Data Breach Victim Notification Program (DBVNP)

Resecurity's Data Breach Victim Notification Program (DBVNP) is a proactive initiative designed to identify data breaches and provide timely notifications to consumers and enterprises worldwide affected by cyber incidents. The program leverages advanced cyber threat intelligence (CTI) and digital identity protection, global monitoring capabilities, and established partnerships with regulators and law enforcement agencies to report compromised data and mitigate potential consequences for victims by increasing transparency about possible incidents and their root causes. By combining technology with a victim-centric approach, the program ensures that affected individuals and organizations are promptly informed, enabling them to take action to secure their information, prevent further harm, and protect their rights.
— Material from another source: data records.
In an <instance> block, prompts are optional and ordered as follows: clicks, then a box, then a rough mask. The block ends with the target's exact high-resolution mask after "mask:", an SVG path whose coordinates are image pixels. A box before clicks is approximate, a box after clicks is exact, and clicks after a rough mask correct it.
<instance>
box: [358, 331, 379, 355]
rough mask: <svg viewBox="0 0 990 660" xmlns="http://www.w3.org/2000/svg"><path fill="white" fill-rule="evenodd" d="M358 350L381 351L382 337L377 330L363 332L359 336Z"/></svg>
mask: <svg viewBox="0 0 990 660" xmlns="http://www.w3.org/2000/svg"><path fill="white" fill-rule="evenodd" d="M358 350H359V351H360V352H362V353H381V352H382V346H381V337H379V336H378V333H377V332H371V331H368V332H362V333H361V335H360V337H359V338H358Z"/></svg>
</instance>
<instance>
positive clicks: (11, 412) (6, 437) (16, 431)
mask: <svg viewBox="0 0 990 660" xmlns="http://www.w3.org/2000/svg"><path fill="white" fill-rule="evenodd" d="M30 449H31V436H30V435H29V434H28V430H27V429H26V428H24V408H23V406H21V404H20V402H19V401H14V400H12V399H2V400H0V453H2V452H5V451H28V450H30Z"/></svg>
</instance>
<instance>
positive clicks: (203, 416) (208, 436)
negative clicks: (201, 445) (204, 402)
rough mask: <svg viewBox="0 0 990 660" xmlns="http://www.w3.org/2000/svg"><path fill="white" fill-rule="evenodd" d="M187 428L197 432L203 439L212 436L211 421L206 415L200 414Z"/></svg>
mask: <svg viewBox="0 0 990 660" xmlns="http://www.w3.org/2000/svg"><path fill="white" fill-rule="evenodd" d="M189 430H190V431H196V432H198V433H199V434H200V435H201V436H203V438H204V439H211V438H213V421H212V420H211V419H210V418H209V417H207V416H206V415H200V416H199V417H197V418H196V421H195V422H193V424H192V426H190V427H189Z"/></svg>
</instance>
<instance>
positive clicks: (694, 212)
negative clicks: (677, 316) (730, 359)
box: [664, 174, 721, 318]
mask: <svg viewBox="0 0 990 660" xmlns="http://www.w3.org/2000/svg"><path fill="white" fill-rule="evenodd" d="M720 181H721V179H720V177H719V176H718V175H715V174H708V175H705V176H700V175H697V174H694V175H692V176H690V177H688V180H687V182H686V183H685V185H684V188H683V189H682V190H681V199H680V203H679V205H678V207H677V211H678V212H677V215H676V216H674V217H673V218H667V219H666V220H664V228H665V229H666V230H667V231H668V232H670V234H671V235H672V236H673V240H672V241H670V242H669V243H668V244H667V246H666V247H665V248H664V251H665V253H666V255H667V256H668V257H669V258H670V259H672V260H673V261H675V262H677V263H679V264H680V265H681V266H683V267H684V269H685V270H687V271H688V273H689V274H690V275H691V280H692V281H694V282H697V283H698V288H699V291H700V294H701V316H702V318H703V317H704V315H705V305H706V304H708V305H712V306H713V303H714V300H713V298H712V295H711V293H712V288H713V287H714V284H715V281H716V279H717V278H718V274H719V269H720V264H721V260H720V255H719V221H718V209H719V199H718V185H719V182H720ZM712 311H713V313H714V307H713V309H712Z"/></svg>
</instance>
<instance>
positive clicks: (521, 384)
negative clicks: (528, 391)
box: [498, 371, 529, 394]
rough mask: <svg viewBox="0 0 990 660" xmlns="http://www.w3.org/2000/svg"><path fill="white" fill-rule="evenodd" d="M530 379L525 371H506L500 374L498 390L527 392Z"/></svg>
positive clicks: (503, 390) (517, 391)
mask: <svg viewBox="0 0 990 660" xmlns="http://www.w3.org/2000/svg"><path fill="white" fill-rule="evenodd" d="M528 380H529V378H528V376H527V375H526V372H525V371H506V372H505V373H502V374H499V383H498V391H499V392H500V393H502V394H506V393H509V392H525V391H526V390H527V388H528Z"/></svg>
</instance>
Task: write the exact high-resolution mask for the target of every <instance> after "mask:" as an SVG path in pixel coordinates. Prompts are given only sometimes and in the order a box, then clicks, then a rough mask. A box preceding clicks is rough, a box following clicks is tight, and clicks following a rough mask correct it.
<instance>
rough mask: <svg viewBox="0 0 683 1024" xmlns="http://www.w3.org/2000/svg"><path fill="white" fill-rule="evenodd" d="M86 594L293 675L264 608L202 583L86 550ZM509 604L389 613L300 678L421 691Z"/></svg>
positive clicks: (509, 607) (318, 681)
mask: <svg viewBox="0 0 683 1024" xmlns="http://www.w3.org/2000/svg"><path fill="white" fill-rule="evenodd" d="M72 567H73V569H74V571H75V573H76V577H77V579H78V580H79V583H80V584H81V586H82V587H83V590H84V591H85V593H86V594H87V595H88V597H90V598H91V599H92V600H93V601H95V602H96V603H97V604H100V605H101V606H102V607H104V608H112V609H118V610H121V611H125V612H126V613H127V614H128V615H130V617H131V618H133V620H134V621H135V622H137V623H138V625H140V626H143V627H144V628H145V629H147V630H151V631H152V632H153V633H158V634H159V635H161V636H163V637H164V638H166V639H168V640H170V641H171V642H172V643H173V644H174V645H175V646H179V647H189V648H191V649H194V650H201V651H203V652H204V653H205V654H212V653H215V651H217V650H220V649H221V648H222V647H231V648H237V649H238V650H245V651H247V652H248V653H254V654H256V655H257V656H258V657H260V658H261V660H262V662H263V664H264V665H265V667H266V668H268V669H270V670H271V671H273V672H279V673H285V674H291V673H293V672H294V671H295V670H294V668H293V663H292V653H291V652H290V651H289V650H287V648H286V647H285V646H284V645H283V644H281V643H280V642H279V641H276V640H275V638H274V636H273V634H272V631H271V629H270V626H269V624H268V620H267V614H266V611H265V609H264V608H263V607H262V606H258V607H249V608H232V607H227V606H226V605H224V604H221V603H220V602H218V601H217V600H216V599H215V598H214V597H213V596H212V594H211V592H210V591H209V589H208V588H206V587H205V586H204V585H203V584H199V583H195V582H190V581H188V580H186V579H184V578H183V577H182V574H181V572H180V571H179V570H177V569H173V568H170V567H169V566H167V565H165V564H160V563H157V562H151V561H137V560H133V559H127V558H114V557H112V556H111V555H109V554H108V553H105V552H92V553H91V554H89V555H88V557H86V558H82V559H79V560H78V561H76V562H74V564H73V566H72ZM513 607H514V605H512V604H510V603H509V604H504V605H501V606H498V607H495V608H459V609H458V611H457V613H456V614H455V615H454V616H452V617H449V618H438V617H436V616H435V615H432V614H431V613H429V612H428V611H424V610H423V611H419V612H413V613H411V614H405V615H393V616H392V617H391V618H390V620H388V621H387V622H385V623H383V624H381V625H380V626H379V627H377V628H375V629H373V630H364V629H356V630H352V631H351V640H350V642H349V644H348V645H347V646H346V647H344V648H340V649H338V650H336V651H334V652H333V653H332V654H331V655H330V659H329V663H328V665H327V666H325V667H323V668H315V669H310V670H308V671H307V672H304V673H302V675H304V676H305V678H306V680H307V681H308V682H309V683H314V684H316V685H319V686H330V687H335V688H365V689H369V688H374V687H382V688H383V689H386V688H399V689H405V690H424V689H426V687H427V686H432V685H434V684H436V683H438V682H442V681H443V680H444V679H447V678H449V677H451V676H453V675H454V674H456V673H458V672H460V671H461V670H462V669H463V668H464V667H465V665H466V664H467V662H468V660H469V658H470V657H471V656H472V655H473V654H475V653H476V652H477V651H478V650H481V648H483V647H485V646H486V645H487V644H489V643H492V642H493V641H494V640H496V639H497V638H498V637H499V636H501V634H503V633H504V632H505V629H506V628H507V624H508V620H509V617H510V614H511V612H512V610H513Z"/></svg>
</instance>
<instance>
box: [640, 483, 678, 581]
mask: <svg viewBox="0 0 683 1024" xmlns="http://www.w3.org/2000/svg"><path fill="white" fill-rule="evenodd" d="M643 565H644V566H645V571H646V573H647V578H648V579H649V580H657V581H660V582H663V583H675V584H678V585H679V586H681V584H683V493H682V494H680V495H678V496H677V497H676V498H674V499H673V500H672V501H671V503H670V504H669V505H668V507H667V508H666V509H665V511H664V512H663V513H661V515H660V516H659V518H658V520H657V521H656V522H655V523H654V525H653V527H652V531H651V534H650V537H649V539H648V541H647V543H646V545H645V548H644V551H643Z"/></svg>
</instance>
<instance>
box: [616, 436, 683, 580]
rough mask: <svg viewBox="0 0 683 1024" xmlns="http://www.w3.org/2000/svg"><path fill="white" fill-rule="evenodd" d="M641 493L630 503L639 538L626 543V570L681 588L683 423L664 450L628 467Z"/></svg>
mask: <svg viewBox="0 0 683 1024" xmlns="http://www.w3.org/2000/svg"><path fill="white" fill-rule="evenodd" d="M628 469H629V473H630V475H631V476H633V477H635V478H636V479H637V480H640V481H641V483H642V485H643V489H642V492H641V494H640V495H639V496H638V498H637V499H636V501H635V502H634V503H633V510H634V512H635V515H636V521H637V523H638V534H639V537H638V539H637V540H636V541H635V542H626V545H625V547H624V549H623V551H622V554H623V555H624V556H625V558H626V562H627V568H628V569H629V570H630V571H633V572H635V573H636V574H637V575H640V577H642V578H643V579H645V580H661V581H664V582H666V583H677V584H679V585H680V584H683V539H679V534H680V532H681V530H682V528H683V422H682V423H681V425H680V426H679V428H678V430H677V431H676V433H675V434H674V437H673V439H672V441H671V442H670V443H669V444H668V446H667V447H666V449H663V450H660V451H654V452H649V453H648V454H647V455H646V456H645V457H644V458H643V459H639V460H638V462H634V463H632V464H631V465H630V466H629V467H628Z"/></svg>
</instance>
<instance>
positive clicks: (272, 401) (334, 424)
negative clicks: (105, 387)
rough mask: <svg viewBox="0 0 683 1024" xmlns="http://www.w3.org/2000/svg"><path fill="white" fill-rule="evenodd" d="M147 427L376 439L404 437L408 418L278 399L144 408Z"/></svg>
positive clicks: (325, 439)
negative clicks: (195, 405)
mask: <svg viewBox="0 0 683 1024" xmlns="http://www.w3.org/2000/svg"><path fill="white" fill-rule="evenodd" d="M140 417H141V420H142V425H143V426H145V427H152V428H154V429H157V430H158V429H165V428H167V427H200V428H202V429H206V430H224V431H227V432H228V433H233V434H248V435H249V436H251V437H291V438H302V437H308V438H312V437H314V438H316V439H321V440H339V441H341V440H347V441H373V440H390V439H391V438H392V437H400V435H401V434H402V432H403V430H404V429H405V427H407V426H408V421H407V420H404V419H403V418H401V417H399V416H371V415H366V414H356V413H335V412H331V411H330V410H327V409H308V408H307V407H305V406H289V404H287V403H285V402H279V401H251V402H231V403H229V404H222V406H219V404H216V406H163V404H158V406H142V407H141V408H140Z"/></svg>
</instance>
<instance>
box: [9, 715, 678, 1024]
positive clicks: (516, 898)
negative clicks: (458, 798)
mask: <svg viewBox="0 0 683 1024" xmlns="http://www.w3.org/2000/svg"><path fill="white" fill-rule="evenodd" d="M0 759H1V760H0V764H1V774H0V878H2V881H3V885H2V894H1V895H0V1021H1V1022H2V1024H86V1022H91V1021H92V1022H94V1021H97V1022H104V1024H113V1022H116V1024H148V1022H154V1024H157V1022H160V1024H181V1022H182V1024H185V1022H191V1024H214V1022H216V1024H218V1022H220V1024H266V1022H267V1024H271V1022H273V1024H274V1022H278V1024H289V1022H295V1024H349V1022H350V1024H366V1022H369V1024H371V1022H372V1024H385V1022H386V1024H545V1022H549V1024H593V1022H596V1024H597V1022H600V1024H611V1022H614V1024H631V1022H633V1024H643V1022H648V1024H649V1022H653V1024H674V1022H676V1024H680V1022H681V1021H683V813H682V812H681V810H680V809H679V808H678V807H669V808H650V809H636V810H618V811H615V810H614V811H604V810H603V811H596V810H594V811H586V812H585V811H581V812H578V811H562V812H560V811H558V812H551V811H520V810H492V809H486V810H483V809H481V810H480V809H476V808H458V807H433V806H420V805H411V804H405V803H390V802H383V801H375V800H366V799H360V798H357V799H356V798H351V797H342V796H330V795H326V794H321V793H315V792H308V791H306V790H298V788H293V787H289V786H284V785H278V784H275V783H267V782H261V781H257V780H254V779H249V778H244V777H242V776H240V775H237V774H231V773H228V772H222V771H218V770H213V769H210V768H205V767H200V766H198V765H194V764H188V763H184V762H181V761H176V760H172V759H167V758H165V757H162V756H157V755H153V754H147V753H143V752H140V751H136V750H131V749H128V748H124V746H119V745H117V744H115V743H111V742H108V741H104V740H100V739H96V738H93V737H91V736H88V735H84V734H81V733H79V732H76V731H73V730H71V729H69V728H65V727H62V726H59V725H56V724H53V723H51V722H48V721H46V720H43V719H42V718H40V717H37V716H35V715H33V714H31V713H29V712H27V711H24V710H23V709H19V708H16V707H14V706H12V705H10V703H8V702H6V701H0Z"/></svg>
The goal of the program is to shift from a reactive to a proactive approach by detecting data breaches and supporting existing data protection regulations, especially in complex cross-border incidents affecting US and EU consumers who share their personal information with online services and data processors located abroad. For example, in cases of previously undisclosed data breaches, impacted consumers remain extremely vulnerable due to a lack of proper mechanisms to inform them of such incidents or frameworks to cover potential damages. The program aims to establish transparency in responsible data breach disclosure and to facilitate the harmonization of cybersecurity practices worldwide to protect consumers and organizations.

The need for information sharing about data breaches and security incidents was one of the central topics at the past RSA Conference 2026 in San Francisco. The experts agreed on the importance of increasing transparency around breaches, as well as establishing voluntary reporting channels. Resecurity arranged thousands of victim notifications to increase awareness among the affected consumers. Adding transparency around data breaches will ensure that consumers have the right to protect their privacy and may also be eligible for compensation in case such events cause damage.

The Saludsa data breach is a great example of why this program is so critical. Victims in Latin America remain unaware of such incidents—putting their privacy at risk. Organizations need to implement robust cybersecurity controls to mitigate such incidents before they cause any damage. Resecurity remains committed to protecting consumers and organizations worldwide by providing actionable intelligence and solutions to prevent breaches at an early stage.